- Умри, пытаясь, Обозреватель, - ответил его господин. – И прощай. Сердце Калузакса переполнилось гордостью.
Еще один громкий удар послышался в задней части воздушного судна, и на мгновение Калузаксу показалось, что Груулы вернулись. Еще одна тирада сигналов сообщила ему, что нет, это были не Груулы, а два из оставшихся пяти огневых двигателя взорвались почти одновременно. Он провернул несколько переключателей, направляя поток пиро-маны в фюзеляжные сопла, наблюдая, как
Сигнал о сближении прорезал общий шум также легко, как голос лорда-мага, одним пронзительным свистком, восходящим в тональности, пока он не исчез за пределами регистров, слишком высоких даже для гоблинского слуха. Калузакс голыми руками выдернул пучок металлических трубок из-под панели управления и отшвырнул их за кресло, чтобы полностью оборвать все аварийные сигналы. Он игнорировал ожоги и порезы, но вытер кровь с ладоней перед тем, как снова взяться за рычаги управления.
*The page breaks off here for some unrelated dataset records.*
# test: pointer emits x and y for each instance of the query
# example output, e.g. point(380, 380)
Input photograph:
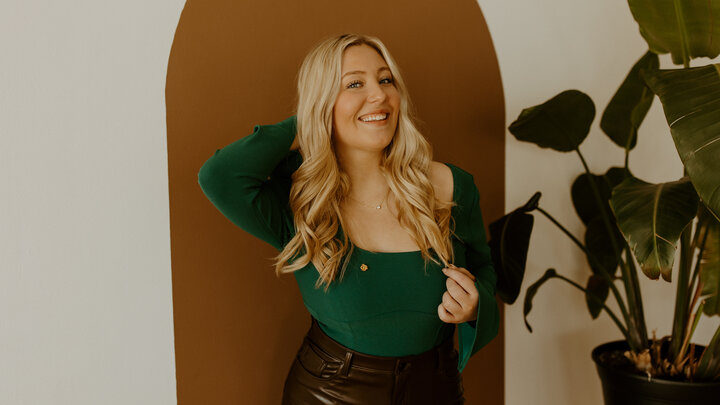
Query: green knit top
point(391, 308)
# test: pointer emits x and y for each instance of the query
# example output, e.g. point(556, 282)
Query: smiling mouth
point(374, 117)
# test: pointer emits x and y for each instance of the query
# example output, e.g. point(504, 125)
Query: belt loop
point(345, 369)
point(440, 363)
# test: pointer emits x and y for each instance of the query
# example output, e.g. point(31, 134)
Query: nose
point(376, 93)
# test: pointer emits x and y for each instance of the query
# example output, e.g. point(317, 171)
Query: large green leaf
point(693, 29)
point(561, 123)
point(599, 245)
point(630, 104)
point(651, 218)
point(597, 239)
point(509, 241)
point(583, 197)
point(691, 100)
point(710, 264)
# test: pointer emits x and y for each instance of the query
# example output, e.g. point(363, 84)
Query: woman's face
point(366, 110)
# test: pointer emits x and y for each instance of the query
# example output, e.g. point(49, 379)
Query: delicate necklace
point(377, 207)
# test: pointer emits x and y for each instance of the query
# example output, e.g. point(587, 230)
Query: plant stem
point(680, 319)
point(636, 324)
point(607, 277)
point(680, 18)
point(605, 307)
point(696, 270)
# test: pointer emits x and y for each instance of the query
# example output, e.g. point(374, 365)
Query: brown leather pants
point(326, 372)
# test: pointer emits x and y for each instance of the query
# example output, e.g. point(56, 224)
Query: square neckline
point(407, 252)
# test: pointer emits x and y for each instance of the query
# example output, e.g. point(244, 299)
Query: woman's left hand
point(460, 301)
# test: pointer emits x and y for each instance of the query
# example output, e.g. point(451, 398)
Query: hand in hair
point(460, 301)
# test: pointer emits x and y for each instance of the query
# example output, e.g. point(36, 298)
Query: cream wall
point(85, 293)
point(545, 47)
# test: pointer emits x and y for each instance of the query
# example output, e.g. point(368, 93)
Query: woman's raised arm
point(249, 181)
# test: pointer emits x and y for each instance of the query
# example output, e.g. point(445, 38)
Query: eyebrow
point(362, 71)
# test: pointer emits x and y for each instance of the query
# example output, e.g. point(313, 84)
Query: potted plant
point(633, 226)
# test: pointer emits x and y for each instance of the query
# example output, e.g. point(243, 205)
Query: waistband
point(434, 357)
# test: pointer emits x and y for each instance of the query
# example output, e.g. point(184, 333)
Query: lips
point(375, 116)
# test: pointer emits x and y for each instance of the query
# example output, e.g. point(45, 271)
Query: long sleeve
point(248, 181)
point(474, 335)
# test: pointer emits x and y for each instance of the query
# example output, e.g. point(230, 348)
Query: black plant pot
point(621, 387)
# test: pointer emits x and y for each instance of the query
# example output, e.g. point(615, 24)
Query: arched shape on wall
point(234, 65)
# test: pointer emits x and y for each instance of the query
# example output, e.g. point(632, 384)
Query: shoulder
point(441, 178)
point(453, 183)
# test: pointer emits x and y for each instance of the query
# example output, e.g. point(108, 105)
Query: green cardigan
point(391, 308)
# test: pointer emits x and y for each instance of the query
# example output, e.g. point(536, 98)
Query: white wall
point(545, 47)
point(85, 287)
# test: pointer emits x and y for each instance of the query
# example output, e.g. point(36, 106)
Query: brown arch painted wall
point(233, 64)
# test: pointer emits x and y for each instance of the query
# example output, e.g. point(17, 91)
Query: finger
point(464, 270)
point(457, 293)
point(461, 278)
point(452, 305)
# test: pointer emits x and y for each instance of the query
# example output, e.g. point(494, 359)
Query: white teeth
point(374, 117)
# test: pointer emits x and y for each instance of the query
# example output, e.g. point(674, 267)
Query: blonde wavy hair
point(319, 185)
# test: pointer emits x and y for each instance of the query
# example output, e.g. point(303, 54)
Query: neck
point(363, 168)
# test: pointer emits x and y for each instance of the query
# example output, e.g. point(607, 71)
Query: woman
point(363, 210)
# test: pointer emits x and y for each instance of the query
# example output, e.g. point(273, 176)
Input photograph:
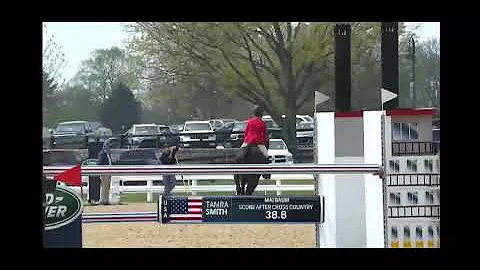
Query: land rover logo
point(61, 208)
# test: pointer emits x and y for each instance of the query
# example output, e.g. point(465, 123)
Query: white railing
point(194, 173)
point(190, 184)
point(219, 169)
По крайней мере, букмекеры не станут его искать, когда все это кончится. Удача Обозревателя Калузакса сегодня приняла другую форму. Она привела его к эксперименту как раз вовремя. Его ‘сфера была охвачена огнем и он уже был уверен, что не переживет этот день, или следующий час, или, возможно, даже следующую пару минут, но он выполнит свое задание.
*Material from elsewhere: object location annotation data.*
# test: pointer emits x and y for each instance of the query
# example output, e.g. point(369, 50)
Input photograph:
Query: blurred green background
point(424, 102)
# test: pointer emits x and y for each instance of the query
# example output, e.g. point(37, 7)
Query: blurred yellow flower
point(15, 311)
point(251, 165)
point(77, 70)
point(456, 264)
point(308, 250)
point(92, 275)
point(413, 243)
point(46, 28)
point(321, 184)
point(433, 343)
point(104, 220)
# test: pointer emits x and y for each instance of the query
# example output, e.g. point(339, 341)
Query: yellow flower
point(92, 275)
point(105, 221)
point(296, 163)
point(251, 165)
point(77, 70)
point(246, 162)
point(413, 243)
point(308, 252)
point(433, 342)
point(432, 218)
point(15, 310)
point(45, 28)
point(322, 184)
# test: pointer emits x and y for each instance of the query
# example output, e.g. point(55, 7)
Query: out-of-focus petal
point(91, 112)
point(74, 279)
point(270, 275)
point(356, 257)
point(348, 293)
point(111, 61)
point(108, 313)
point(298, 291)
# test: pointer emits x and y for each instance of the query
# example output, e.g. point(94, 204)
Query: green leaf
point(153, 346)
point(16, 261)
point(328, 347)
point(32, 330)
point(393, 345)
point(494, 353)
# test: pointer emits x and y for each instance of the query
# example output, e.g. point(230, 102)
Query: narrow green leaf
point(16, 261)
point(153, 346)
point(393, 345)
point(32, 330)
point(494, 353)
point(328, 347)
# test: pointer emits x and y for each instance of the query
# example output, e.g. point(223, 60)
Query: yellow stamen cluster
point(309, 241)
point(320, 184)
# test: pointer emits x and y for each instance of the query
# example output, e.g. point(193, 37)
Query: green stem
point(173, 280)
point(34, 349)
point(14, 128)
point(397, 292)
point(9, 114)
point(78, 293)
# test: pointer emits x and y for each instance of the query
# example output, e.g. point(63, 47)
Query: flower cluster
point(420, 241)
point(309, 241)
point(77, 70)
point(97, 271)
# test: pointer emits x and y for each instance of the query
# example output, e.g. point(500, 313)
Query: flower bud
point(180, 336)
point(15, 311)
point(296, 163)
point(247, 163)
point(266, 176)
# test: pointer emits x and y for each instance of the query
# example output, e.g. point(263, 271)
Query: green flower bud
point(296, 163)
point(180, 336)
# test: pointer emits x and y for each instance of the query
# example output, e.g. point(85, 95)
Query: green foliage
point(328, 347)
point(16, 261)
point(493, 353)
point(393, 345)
Борясь с тошнотой, жгучей болью, и рычагами управления, он сумел замедлить метеорное снижение своего круглого летательного аппарата до того, как активировать свидетельские шары. Шесть из них материализовались вокруг воздушного судна и мгновенно заняли заданные ракурсы обозрения. Шары должны были доставить телеметрию, резервную копию данных, и чистые изображения, не замутненные невидимиззиумной рефракцией, и конечно записать все происходящее для истории. Обычно, Обозреватель Калузакс возвращался на базу с основной массой собранных данных. Но, если обзоросфера не выживает в ходе эксперимента, свидетельские шары гарантировали, что лорд-маг не потеряет ничего более важного, кроме гоблина и данных, сохраненных в памяти воздушного судна.
Внутри ‘сферы, все, что не было изготовлено из миззиума, начало жариться. Кожаные ремни, удерживающие Калузакса в кресле, мгновенно вспыхнули, и вскоре превратились в пепел на его огнеупорном летном костюме из саламандровой кожи. Он чувствовал, как покрываются волдырями его уши и затылок. Каждый его нерв орал о том, что он должен был сейчас, ну, в общем, орать.
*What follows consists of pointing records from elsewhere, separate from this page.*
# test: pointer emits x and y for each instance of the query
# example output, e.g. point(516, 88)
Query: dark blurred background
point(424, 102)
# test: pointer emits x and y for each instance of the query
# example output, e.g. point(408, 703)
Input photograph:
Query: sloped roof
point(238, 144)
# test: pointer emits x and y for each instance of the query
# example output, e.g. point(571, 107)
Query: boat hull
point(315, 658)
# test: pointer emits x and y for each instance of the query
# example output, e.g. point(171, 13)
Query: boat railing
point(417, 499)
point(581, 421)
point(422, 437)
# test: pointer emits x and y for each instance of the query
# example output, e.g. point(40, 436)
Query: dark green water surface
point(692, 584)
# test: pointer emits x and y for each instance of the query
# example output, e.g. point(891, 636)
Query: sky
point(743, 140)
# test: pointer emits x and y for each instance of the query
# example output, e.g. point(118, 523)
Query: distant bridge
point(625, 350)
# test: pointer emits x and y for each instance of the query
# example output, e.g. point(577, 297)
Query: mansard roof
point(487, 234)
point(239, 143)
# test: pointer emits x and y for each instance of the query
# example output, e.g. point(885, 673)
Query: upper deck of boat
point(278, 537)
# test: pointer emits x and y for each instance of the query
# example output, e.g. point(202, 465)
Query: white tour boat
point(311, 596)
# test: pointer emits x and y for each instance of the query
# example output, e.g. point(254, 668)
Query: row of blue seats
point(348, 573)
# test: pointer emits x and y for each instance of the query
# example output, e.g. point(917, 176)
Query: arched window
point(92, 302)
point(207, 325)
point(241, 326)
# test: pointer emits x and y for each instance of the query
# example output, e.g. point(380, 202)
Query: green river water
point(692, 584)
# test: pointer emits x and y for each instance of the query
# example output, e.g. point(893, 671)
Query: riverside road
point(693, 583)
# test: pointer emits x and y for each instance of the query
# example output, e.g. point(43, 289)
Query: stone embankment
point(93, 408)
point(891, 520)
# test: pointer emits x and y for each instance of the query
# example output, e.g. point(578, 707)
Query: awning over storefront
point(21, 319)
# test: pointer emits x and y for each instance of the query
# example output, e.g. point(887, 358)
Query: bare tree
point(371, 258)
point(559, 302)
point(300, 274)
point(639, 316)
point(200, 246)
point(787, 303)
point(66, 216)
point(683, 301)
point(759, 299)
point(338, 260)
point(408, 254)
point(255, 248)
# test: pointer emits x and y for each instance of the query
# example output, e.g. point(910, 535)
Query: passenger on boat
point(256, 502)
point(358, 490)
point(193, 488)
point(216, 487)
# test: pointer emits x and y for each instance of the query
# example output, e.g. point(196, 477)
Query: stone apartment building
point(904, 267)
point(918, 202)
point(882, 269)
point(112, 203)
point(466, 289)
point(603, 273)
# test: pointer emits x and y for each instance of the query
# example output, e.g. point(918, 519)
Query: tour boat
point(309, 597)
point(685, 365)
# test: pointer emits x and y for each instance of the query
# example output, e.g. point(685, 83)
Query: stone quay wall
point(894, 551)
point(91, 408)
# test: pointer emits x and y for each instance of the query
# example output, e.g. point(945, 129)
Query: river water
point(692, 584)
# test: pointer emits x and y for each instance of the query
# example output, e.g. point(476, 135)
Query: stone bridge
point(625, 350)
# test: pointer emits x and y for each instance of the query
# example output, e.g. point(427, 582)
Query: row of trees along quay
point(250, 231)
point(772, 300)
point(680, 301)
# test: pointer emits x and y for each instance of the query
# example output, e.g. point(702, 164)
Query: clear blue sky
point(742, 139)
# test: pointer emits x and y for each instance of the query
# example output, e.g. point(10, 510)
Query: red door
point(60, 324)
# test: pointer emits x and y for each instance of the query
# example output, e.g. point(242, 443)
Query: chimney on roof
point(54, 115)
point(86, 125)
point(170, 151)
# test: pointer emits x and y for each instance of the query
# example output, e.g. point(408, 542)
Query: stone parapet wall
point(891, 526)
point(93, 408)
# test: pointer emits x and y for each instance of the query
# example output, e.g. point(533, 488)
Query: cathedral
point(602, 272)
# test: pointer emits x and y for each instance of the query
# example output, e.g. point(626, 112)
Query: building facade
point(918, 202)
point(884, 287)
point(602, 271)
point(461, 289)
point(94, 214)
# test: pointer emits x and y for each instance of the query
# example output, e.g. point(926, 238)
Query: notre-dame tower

Калузакс не орал. Вместо этого, он сконцентрировался на единственной поговорке, которая была, весьма кстати: Удача – ветреная госпожа, и не любит, когда ее испытывают. Обеими руками, обозреватель схватил оставшиеся сбрасывающие шнуры, болтавшиеся над головой, и рванул их на себя. Двигатели зашипели и заглохли. Один из циферблатов подсказал ему, что у него есть, возможно, четыре минуты до того, как фюзеляжные сопла откажут, и
Гоблин вытер покрытой волдырями рукой пот с глаз, и увидел, что она вся была залита кровью, сочащейся сквозь растрескавшуюся кожу. Он был рад, что кристаллы не записывали происходящее внутри обзоросферы. Его коллегам не нужно было видеть, как он медленно трескается, словно жареная верблюжатина. Калузакс затолкал боль в другую часть мозга – что не помогло так, как могло бы, поскольку вся его голова находилась в состоянии физической агонии, и в ней попросту не было места, где можно было бы запереть
Завершив последнее действие своего задания, Калузакс начал непроизвольно хихикать безо всякой видимой причины, и часть его вскипающего мозга поняла, что другая его часть начала вытекать через правое ухо, не в состоянии выдержать давление. Зажигающиеся в случайном порядке, полу-сожженные синапсы в мозгу гоблина перескочили на оставшуюся минуту от смеха к пению старой металлургической баллады, которую он выучил в детстве.
- Брось дитя на наковальню, - пропел он, как только начался эксперимент его господина, и эти слова стали последними в его жизни.